In October, the prime minister announced the parts of the high-speed rail line linking the West Midlands to Manchester, and to the East Midlands, would be cancelled due to spiralling costs.
Rishi Sunak also said HS2’s station at London Euston would only be built if private investment was secured.
The new report from the Commons’ Public Accounts Committee (PAC) raises questions about the impact of those decisions.
It says that there are “many uncertainties” in the government’s assessment that it was better to complete Phase 1 of the project, rather than cancel the whole high-speed railway programme.
It also says that the government “has accepted” that only delivering Phase 1 to Birmingham “will not be value for money, as its total costs significantly outweigh its benefits”.
HS2 Ltd executive chairman Sir Jon Thompson, who has led the project since Mark Thurston left his role as chief executive in September, recently warned that the estimated cost for Phase 1 had soared to as much as £66.6bn, against a budget of £44.6bn, using 2019 prices.
The Department for Transport told MPs on the committee charged with scrutinising the project that it was still better to complete Phase 1 because that would avoid some £11bn in costs that would result from its cancellation.
But the report said: “The PAC has been left with little assurance over the calculations, and calls for a clear summation of Phase 1’s benefits.”
Dame Meg Hillier, who chairs the committee, said: “HS2 is the biggest ticket item by value on the government’s books for infrastructure projects.
“But, here we are after over a decade of our warnings on HS2’s management and spiralling costs, locked into the costly completion of a curtailed rump of a project and many unanswered questions and risks still attached to delivery of even this curtailed project.”
A spokesperson for the Department for Transport said: “We disagree with the committee’s assessment.

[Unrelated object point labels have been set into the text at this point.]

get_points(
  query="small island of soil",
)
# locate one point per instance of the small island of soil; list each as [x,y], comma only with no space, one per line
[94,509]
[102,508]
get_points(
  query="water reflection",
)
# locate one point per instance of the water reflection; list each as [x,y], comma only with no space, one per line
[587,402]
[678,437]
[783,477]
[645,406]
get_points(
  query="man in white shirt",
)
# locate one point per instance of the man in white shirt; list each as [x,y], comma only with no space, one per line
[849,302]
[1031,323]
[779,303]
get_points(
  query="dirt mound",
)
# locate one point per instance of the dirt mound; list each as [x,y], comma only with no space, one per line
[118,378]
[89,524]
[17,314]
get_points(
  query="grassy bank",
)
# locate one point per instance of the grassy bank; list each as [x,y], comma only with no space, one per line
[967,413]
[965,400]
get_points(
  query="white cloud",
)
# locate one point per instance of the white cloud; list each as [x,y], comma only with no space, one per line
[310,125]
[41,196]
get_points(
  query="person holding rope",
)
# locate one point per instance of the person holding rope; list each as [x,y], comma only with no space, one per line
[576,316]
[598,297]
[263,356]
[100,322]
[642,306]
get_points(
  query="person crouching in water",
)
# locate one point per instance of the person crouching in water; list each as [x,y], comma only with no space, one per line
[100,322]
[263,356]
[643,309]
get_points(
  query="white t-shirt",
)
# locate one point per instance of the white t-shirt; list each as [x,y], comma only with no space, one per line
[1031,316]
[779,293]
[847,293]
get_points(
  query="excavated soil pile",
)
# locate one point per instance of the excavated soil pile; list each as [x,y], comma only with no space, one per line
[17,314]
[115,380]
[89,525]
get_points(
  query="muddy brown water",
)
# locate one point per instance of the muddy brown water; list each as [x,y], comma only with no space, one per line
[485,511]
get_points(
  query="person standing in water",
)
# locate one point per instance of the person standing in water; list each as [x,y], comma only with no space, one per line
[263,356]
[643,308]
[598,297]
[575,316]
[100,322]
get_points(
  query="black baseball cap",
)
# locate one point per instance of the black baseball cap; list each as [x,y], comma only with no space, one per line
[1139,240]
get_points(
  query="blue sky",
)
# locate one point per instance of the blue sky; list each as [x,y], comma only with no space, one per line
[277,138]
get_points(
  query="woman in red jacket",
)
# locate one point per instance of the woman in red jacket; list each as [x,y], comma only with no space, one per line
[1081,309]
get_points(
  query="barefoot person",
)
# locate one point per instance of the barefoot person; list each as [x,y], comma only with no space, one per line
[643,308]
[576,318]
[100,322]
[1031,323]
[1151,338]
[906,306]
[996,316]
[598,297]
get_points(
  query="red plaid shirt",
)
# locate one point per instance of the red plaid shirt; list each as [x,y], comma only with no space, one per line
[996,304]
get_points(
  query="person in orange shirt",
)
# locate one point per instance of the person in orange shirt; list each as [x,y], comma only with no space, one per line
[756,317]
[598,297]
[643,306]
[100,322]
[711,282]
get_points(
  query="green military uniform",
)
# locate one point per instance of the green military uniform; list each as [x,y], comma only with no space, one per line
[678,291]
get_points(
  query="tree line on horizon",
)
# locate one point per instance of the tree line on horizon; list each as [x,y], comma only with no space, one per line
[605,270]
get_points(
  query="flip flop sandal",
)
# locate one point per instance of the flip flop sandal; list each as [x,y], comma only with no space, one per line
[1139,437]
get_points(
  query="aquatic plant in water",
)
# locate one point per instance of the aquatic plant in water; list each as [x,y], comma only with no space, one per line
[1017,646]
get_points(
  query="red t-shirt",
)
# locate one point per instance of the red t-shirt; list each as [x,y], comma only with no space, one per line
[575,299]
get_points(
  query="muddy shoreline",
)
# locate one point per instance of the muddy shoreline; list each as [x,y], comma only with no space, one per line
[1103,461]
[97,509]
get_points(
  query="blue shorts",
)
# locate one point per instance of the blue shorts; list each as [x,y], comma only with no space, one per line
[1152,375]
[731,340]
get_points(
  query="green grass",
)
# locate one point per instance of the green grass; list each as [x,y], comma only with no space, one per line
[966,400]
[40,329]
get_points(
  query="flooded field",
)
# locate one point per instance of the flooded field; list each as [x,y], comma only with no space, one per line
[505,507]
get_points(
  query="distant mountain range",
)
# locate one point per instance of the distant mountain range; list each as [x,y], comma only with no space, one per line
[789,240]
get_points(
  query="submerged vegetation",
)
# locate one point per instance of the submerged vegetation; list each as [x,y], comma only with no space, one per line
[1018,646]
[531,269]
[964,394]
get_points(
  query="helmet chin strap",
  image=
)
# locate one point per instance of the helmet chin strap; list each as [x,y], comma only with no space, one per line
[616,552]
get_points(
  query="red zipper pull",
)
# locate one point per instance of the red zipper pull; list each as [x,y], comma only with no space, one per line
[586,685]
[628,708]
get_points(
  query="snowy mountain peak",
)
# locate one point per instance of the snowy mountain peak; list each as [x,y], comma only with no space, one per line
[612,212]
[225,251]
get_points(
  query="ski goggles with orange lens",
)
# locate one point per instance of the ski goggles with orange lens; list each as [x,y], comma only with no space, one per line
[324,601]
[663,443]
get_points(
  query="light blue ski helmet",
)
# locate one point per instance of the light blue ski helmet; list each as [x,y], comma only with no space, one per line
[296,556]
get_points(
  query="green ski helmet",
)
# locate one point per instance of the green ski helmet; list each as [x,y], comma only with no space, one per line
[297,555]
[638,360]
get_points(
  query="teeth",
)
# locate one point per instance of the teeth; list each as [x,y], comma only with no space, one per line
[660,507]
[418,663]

Their estimated cost figure for Phase 1 also does not reflect our decision to secure private funding for Euston, or the direction not to proceed beyond the Midlands.”
They added that plans for the Euston station had already received extensive support from the private sector to invest, offering a regeneration opportunity similar to that seen in the Battersea area in London around the Nine Elms station.
“The permanent secretary has already written to the committee chair setting out her assessment on value for money, and we have repeatedly made clear we will continue to deliver HS2 at the lowest reasonable cost, in a way that provides value for taxpayers,” they added.
The document also questions how land no longer needed will be disposed of and how other rail projects dependent on the cancelled phases will be impacted.
In light of soaring prices, the MPs also called on the government and HS2 to focus on cost controls.
A spokesperson for HS2 Ltd said: “We’ve been clear about our cost challenges, which have been compounded by significant levels of inflation.
“HS2 Ltd is now under new leadership and implementing changes across the programme aimed at controlling costs and learning the lessons of the past.”
It comes as separate analysis from Boston Consulting Group’s Centre for Growth suggests that infrastructure projects in the UK are often too costly and take too long to deliver.
It looked at data from 2,300 infrastructure projects from rail and road to school and hospital builds across 16 countries in the last two decades.
It found that average cost per unit for both road and rail projects was higher than in other similar countries including France, Germany, Australia and the United States.
Over three quarters of UK rail projects it looked at went over budget and more than half were delivered late – although these levels of overruns were common in other countries too.
Updating the planning system and addressing how risk is measured and governed across big projects were among the measures it said could help address the issues.